Lalu mengapa 1 Juni ditetapkan sebagai Hari Lahir Pancasila?
Keputusan Presiden No. 24 Tahun 2016 menetapkan tanggal itu sebagai hari peringatan nasional, merujuk pada pidato Soekarno. Tentu ini tidak salah. Tapi perlu dilengkapi. Peringatan 1 Juni mestinya tidak menjadi momen pengkultusan pribadi.
Kita tidak bisa memahami Pancasila secara utuh jika hanya mengaitkannya dengan satu nama. Karena sejarah tidak pernah monolitik.
Pancasila adalah hasil dari keberanian tokoh-tokoh berbeda untuk duduk dan menyepakati yang tak sempurna, tapi bisa diterima bersama.
Ada Yamin yang merumuskan kerangka awal. Ada Soepomo yang menegaskan struktur hukum. Ada Soekarno yang menyuarakan sintesis ideologis. Ada Hatta yang menjembatani. Dan ada para ulama yang memberi ruang kompromi.
Ini bukan perkara siapa lebih berjasa. Tapi bagaimana semua mau saling mengalah demi cita-cita lebih besar: persatuan Indonesia.
Di sinilah makna sejati Pancasila: bukan dogma, tapi dialektika. Bukan warisan beku, tapi ide hidup yang terus diuji dan diperbaharui.
Kini, saat sebagian elite politik kembali memainkan isu agama, etnis, dan identitas untuk kepentingan jangka pendek, kita perlu kembali ke semangat kelahiran Pancasila.
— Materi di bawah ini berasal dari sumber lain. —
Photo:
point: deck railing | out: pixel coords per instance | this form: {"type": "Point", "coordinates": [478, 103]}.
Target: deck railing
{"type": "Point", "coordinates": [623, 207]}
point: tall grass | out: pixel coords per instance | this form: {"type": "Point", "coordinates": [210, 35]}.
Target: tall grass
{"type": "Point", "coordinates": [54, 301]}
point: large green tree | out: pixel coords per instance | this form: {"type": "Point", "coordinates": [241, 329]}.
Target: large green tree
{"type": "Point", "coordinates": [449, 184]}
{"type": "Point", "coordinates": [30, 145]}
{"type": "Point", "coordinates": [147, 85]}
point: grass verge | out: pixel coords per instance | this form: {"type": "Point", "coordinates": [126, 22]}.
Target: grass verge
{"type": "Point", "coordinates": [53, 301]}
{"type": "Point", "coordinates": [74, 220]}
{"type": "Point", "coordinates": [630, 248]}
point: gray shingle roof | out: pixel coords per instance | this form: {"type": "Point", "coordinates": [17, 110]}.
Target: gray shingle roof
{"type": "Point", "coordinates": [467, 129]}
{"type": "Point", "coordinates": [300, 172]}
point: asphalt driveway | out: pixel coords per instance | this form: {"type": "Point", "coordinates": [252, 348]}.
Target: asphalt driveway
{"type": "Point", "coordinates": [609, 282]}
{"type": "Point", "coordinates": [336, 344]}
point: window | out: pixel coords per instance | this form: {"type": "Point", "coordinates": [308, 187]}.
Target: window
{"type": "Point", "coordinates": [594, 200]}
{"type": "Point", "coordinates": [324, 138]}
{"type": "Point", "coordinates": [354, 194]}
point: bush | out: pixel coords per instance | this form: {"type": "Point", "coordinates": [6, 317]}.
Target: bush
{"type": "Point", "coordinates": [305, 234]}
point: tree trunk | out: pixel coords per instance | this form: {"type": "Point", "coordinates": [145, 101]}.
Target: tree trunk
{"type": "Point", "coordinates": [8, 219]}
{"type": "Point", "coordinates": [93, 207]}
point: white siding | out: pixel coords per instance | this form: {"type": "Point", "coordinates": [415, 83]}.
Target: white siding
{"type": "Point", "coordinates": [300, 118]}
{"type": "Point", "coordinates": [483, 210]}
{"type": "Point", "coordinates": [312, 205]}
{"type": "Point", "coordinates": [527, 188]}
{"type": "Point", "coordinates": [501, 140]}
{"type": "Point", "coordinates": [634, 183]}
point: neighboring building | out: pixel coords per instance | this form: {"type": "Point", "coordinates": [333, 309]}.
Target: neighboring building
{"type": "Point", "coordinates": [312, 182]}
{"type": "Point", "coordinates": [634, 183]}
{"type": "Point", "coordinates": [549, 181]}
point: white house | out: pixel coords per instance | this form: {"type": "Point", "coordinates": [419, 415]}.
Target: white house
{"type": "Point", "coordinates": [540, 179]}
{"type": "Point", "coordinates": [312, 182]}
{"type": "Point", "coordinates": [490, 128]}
Pancasila bukan alat untuk membungkam, tapi ruang untuk menyatukan.
Bukan tameng untuk menyingkirkan lawan, tapi jembatan untuk merangkul yang berbeda.
Peringatan 1 Juni tidak akan berarti jika hanya dipenuhi pidato seremonial tanpa perenungan substansial.
Pancasila akan kehilangan makna jika dijadikan alat retoris tanpa keberanian untuk menjalankannya secara konsisten di semua level kebijakan.
Maka hari ini, lebih dari sekadar peringatan, 1 Juni harus jadi momentum untuk merebut kembali Pancasila dari penyeragaman dan personifikasi tunggal.
Pancasila adalah karya bersama. Dan hanya bisa dijaga bersama.